The research within the IT-DED³ consortium is divided in 3 scientific work packages (WPs) and has been performed in state of the art research facilities. First, a drug discovery WP filled the DED pipeline with new lead compounds. A preclinical drug development WP continued with the most promising compounds for upscaling, in vivo proof of concept studies, formulation and pharmacokinetics (PK) studies. In parallel, a 3rd WP focused on clinical diagnostic tools in which new biomarkers and innovative imaging techniques have been developed for patient stratification.
WP1: DRUG DISCOVERY
Within IT-DED3, different therapeutic approaches for DED treatment have been explored.
A first approach focuses on small molecules that are chemically synthesized, evaluated in vitro and optimized. This resulted in a set of lead compounds of serine protease inhibitors, free radical trapping agents and kinase inhibitors. Activity-based probes of the serine protease inhibitors have been designed for target identification in proteomic applications. The most promising representatives have moved towards WP2.
A 2nd approach focuses on compounds isolated from natural sources. Isolation and extraction methods have been optimized and concentrated compounds have been tested for their toxicity, anti-inflammatory and anti-oxidative properties and potential as drug carrier systems.
WP2: PRECLINICAL DRUG DEVELOPMENT
A multigram and stereoselective synthesis method of the most interesting serine protease inhibitors has been developed.

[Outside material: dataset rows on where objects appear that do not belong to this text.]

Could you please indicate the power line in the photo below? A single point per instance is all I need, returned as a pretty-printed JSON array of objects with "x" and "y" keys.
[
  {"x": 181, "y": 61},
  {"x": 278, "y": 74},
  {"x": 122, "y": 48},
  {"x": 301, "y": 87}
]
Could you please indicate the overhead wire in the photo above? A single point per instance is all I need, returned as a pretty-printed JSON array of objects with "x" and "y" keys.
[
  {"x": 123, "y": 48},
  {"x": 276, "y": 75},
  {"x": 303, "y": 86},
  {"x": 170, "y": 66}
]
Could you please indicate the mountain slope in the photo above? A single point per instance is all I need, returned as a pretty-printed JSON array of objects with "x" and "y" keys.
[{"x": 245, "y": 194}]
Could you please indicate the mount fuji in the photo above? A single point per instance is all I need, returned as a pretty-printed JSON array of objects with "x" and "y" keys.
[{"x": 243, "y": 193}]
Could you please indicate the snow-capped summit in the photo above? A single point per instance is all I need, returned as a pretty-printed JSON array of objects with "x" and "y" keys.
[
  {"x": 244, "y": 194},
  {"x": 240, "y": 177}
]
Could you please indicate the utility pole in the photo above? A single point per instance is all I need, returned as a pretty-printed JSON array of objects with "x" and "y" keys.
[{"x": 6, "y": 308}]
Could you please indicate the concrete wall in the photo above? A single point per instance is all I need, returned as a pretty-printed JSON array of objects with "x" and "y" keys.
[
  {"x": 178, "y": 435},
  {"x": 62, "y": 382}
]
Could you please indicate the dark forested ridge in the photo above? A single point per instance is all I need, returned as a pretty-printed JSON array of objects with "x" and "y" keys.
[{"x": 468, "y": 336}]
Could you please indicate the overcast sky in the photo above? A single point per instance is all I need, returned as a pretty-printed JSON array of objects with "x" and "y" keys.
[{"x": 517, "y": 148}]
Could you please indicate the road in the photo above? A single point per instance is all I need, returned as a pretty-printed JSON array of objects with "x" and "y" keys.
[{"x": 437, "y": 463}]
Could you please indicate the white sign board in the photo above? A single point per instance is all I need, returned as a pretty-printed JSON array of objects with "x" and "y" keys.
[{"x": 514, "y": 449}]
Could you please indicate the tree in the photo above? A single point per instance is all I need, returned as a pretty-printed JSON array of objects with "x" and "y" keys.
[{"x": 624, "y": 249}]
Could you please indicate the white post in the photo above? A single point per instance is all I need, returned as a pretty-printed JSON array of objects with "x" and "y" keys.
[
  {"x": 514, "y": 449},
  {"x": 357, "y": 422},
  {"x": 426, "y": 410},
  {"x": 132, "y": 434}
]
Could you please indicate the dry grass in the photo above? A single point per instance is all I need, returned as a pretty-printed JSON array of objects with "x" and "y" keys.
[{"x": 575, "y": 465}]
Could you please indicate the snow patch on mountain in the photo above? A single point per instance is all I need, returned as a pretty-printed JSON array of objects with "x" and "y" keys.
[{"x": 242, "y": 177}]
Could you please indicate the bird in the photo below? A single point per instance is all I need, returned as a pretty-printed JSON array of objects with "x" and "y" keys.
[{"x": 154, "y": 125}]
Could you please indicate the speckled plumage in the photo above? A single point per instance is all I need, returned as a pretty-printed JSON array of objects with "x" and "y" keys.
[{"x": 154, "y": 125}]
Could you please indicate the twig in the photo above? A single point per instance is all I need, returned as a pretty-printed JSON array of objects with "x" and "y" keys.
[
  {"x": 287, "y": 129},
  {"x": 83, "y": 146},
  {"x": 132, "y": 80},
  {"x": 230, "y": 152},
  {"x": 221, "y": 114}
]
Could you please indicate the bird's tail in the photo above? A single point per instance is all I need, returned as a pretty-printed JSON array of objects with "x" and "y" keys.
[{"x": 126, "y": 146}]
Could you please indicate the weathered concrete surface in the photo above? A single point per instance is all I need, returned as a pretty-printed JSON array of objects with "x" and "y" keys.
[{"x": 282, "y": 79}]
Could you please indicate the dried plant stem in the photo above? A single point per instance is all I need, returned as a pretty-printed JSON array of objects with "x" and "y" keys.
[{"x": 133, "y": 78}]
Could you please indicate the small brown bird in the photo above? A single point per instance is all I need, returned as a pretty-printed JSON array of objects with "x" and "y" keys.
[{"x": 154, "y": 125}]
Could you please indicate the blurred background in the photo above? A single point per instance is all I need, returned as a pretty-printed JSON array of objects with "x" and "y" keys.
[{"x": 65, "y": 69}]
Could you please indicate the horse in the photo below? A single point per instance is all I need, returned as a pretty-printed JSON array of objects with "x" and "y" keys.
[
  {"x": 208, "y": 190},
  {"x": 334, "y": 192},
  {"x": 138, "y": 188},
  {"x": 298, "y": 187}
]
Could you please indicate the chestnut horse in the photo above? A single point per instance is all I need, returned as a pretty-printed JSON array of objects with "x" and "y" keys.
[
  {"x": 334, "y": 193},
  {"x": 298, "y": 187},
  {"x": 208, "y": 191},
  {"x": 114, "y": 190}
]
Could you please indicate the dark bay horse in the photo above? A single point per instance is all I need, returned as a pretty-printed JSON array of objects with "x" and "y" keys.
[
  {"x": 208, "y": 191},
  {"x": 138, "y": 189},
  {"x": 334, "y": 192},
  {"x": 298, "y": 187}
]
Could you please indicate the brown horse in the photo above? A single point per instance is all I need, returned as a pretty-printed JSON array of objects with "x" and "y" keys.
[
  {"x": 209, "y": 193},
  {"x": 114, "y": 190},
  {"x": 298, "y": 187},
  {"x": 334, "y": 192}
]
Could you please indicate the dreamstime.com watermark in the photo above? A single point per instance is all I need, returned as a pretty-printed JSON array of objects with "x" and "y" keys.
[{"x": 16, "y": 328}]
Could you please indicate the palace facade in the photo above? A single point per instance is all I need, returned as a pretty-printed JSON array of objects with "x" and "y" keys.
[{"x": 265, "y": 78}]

This upscaling method is cheaper, safer and more efficient than previous methods.
Successful mucoadhesive formulations and drug delivery systems for prolonged precorneal drug retention have been established, overcoming poor solubility and stability of the natural compounds.
We have shown that cannabinoid receptor ligands demonstrate multiple therapeutic effects in DED. Tetrahydrocannabinol formulations are currently under investigation.
A simulation model for ocular PK has been generated to predict permeation and retention of drug compounds in ocular cells and tissues.
Selected compounds have been tested on different in vivo rodent models of DED. A new rat model of evaporative dry eye has been developed.
WP3: IMAGING STRATEGIES AND BIOMARKERS FOR PATIENT STRATIFICATION
The IT-DED³ search for an appropriate treatment for DED has shown that modulation of corneal nociceptive pathways may play a key role. Topical agents targeting opioid receptors were investigated in preclinical animal models of DED with promising results.
Harmonization of patient data: a new questionnaire to phenotype DED patients in a standardized way has been developed by combining existing questionnaires within IT-DED³.
Proteomics analysis to identify biomarkers in tears from healthy and DED patients has shown to be a suitable method for biomarker investigation.
Several deep learning-based methods were developed and validated to improve image analysis (infrared meibography, in vivo confocal microscopy and optical coherence tomography), showing great potential to be implemented into clinical practice in in vivo confocal microscopy images.